Jurkunas U, Behlau I, Colby K. Fungal keratitis: changing pathogens and risk factors. Cornea. 2009;28 (6) :638-43.Abstract
PURPOSE: To describe changes in demographics and pathogens for fungal keratitis cases diagnosed at the Massachusetts Eye and Ear Infirmary. METHODS: Patient demographics, clinical and laboratory findings, treatment and outcomes of 46 cases of culture-proven fungal keratitis diagnosed from January 2004 through November 2007 were compared with 23 cases of fungal keratitis previously collected over a similar period from January 1999 through November 2002. RESULTS: During 2004-2007, the rate of fungal keratitis was 1.0 cases per month, an increase from the baseline rate of 0.5 cases per month during 1999-2002. The proportion of cases caused by filamentous fungi increased from 30% (1999-2002) to 65% (2004-2007) (P = 0.01).
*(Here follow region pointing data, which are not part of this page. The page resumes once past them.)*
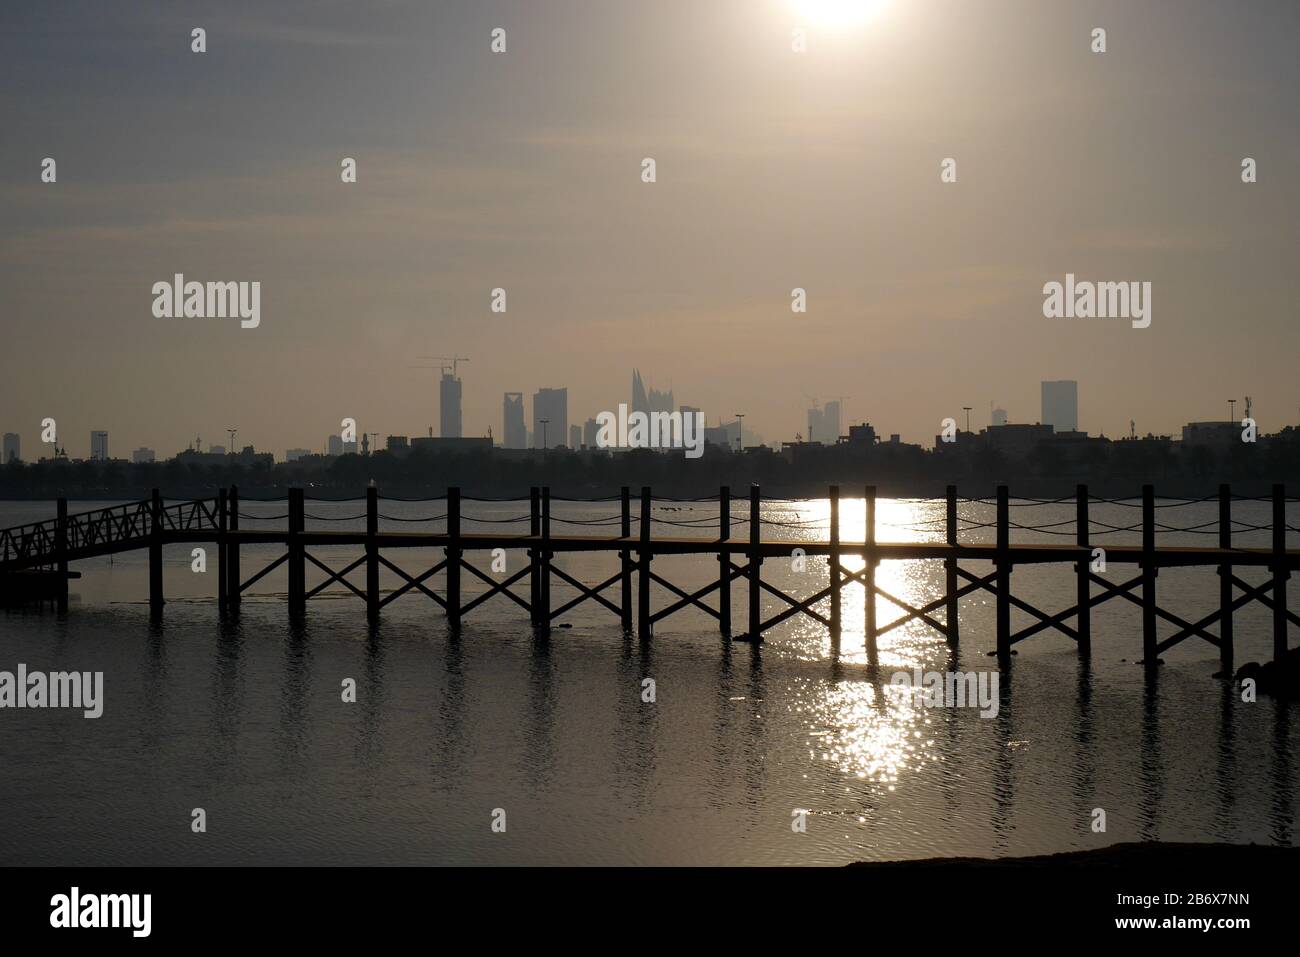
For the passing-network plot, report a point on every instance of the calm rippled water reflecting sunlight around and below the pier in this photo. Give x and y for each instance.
(245, 720)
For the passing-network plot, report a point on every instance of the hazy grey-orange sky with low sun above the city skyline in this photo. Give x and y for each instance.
(523, 171)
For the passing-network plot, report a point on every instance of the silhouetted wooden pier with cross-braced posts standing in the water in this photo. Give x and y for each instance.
(50, 547)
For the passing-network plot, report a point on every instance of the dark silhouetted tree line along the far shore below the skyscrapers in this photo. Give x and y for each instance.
(1050, 469)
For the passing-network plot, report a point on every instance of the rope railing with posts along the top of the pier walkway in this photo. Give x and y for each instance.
(135, 522)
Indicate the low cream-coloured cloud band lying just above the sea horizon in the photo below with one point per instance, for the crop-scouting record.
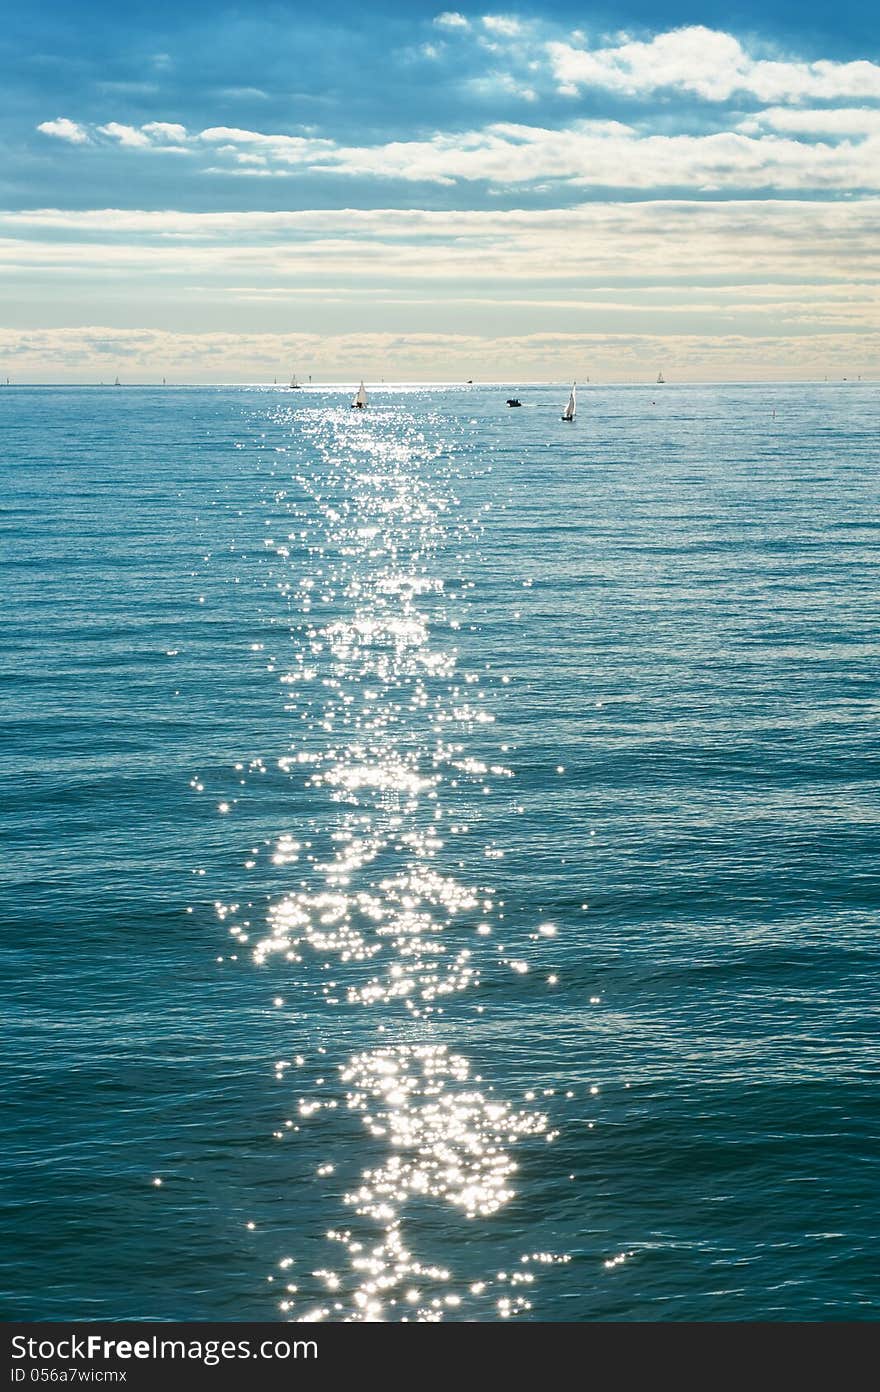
(95, 353)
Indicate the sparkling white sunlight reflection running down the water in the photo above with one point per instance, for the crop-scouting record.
(377, 917)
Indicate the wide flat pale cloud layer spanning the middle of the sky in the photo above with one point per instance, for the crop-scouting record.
(615, 244)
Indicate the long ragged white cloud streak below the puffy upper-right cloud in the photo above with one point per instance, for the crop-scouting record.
(583, 155)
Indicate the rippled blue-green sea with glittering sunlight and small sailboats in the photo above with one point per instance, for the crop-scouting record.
(442, 860)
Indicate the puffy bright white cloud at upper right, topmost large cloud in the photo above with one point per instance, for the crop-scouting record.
(711, 65)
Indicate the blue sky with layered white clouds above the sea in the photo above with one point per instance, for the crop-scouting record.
(403, 191)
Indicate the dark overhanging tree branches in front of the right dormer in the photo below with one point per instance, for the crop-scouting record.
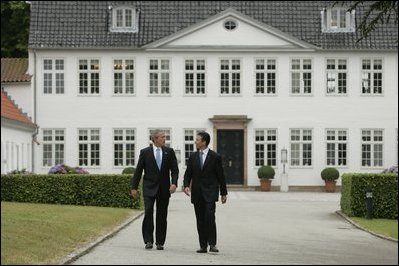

Soft contact lens wear accounted for 41% of fungal keratitis cases in 2004-2007, as compared with 17% in 1999-2002. The majority of patients (70%) received oral antifungal treatment in addition to topical amphotericin B and natamycin. Seventeen patients (40%) required therapeutic keratoplasty. Patients with a history of corneal transplant had the highest rate of therapeutic keratoplasties (67%) and had the poorest visual outcome (40% counting fingers or less). In the contact lens group, 94% of patients maintained vision of at least 20/40 and only 12% required surgery to control the infection. CONCLUSIONS: There has been an increase in fungal keratitis in the Boston area and a change in the causative pathogens and risk factors for infection. Filamentous fungi now account for the majority of fungal keratitis cases, whereas yeasts were the predominant pathogen in the past. Soft contact lens wear is currently the most common risk factor for development of fungal keratitis.